When Congress passed the Gramm-Leach-Bliley Act of 1999, it did so absent strong consumer privacy protections but invited states to enact legislation to further protect consumers’ sensitive financial information. Currently, information that was traditionally held only by a consumer’s bank, insurer or investment firm may now be shared across various financial service providers. Under federal law, affiliates may share information regarding consumer accounts and spending practices. Further, these companies may share information with third parties for financial marketing purposes. In either instance, the consumer has no legal right to stop this distribution of information.
SB 773 (Speier) is California’s response to Congress’ invitation to strengthen the law and gives California consumers more control over their personal financial information.
· Gives consumers the right to stop the sharing of information with affiliated companies (opt-out).
Under federal law, consumers have no right to control the use and sharing of their financial information with affiliates of the financial institution with whom they have a business relationship. SB 773 allows consumers to stop the sharing of this information by opting out of this practice.
· Requires financial institutions to get a consumer’s affirmative consent (opt-in) before sharing information with third parties.
This will significantly reduce unwanted marketing as well as the deceptive practices of some financial institutions that result in consumers being charged for products or services without ever giving an outside party their account information. Consumers must opt-in to allow banks to share information with third parties.
· Allows financial institutions to enter joint marketing agreements on a limited basis under an opt-out standard.

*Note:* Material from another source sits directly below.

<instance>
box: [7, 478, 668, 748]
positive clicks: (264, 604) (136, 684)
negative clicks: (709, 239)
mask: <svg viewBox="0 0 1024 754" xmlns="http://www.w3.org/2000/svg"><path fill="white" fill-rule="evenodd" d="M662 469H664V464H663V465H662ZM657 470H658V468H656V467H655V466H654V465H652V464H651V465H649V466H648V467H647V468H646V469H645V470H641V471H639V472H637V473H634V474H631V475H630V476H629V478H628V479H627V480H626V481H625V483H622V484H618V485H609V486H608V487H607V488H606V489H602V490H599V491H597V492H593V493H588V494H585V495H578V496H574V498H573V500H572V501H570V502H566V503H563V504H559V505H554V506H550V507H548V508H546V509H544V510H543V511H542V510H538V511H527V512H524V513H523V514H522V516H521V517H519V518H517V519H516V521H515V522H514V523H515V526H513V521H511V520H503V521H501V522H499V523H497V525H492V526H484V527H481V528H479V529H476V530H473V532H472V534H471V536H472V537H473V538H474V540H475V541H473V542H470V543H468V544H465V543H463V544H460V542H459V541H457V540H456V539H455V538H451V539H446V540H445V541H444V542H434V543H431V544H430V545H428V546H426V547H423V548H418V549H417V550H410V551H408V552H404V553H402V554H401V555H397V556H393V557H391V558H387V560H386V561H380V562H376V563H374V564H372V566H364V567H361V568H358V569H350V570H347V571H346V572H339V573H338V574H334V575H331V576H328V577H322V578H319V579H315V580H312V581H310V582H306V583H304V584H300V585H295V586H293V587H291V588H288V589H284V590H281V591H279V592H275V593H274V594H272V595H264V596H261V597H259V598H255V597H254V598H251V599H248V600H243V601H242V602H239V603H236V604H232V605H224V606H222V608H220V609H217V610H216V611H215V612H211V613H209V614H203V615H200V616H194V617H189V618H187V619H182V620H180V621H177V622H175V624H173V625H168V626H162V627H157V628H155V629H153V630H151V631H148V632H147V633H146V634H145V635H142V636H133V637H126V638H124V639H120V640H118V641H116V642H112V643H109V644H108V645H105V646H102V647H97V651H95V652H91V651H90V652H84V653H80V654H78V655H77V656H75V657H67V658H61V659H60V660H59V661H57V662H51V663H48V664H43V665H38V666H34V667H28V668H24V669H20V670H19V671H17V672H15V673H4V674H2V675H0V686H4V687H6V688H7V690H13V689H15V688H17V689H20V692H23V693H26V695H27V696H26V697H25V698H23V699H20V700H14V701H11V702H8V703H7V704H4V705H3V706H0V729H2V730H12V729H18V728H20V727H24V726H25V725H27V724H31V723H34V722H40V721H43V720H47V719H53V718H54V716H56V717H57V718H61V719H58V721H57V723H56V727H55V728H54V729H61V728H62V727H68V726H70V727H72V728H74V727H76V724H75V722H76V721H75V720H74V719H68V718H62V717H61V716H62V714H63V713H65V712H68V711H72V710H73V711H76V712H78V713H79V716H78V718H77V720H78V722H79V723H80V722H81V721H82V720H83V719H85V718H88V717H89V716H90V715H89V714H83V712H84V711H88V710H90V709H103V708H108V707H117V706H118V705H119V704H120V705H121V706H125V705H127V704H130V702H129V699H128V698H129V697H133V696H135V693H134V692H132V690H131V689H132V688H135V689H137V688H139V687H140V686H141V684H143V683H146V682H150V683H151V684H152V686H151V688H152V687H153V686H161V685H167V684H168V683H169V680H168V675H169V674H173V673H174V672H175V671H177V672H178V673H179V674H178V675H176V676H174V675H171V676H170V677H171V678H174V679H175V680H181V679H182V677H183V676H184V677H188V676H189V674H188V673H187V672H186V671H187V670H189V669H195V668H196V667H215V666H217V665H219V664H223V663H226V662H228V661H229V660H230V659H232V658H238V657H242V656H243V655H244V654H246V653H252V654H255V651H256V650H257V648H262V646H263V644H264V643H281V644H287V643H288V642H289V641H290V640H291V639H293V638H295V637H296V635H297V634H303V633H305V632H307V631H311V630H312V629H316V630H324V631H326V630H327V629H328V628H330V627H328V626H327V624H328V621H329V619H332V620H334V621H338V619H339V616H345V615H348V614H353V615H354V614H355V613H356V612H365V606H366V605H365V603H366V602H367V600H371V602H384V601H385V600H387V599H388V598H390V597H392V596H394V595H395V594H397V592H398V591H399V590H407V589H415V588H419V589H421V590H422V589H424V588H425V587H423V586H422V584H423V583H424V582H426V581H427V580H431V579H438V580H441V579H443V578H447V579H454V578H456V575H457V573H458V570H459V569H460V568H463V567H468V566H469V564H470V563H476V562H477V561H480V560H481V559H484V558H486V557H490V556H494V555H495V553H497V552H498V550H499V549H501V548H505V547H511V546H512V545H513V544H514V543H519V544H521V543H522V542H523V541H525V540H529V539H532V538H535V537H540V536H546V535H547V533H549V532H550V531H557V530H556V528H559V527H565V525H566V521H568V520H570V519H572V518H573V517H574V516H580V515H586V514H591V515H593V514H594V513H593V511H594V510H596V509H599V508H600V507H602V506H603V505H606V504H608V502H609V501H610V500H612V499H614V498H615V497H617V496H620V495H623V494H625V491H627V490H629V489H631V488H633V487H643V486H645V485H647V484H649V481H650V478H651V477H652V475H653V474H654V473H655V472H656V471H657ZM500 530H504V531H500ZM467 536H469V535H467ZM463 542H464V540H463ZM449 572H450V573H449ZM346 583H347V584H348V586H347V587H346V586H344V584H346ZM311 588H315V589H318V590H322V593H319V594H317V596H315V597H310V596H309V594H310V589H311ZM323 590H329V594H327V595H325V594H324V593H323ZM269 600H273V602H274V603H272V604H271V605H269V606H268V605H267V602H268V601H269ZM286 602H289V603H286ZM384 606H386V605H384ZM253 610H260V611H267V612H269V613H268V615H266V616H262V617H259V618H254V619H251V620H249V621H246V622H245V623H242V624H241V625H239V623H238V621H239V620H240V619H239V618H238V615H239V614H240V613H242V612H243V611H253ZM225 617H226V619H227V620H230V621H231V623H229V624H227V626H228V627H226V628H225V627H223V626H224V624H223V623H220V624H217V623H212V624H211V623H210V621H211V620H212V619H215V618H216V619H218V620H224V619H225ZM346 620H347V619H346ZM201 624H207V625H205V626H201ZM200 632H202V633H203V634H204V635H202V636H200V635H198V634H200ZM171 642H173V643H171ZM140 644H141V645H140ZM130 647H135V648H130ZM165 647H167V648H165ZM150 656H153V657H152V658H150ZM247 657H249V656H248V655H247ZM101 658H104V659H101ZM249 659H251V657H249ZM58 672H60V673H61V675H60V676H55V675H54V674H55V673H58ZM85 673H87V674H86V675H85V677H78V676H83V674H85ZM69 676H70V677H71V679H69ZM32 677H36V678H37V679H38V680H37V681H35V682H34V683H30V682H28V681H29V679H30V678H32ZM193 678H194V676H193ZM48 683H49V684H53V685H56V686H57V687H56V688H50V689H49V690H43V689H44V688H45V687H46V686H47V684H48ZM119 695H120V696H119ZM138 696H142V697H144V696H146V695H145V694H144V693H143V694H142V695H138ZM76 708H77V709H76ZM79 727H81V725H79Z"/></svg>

Small financial institutions with limited affiliates may choose to enter joint marketing agreements in order to remain competitive with financial institutions that have many affiliates. Under these circumstances, financial institutions may share consumer information with outside financial institutions unless the consumer opts-out of this practice.
· Gives the Attorney General enforcement authority for violations of this law.
Financial institutions that share information negligently will be fined $2,500 per violation with a cap of $500,000 per occurrence. Those who knowingly and willfully violate the law will be fined $2,500 per violation with no cap.